Others may not feel comfortable distributing so much information outright and would rather provide just enough information that their trustees would know where to find the lists in the event it becomes necessary. This is a huge responsibility and not one to be taken lightly.
- Provide access: A password-protected Excel spreadsheet is a good starting point, as long as your trustee has access to the document when it’s needed. The obvious issue with a hard copy is choosing a secure place to store it.
I once had a client who kept his password list in a safety deposit box. That became an issue when it was discovered that the box would remain locked after death until his executor was able to petition the bank for access.
Nowadays, there are countless online services for storing passwords.
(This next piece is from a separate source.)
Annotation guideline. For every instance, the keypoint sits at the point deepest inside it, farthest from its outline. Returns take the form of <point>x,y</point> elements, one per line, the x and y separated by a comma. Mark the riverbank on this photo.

Be aware that even the most secure systems are vulnerable to hacking. If you’re interested in going this route, investigate a service’s features, ease of use, customer support and, most importantly, its security. Some of the sites my clients have come across are Assetlock, PasswordBox, SecureSafe and Deathswitch.
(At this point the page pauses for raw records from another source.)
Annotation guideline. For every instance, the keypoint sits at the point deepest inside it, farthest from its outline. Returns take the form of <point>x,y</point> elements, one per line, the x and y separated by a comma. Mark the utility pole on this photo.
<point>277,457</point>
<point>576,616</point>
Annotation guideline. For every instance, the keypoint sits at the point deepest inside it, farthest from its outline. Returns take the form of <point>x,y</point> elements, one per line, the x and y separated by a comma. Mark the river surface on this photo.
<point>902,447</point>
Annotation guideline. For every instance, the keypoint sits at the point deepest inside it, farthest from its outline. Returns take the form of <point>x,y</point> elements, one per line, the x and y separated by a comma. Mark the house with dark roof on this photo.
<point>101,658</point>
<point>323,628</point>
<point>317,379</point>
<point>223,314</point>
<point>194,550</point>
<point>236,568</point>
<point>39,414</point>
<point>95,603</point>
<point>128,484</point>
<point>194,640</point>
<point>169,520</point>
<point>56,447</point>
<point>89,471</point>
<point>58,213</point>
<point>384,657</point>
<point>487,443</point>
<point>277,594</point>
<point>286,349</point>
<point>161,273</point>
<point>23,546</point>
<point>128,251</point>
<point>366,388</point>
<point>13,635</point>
- Provide instructions: The estate-planning community is beginning to integrate the management of digital assets into their services. It will become commonplace to provide executors of wills with instructions on where to obtain password lists and what should be done with them. Work with your estate-planning attorneys and financial advisors to better understand the laws involving digital assets, because they vary greatly from state to state.
While everyone’s solutions may be different, it is important to start this conversation today and to be proactive. As a financial advisor who is thoughtful about all aspects of financial planning, I urge my clients to start thinking about digital-asset management before they hear how necessary it is.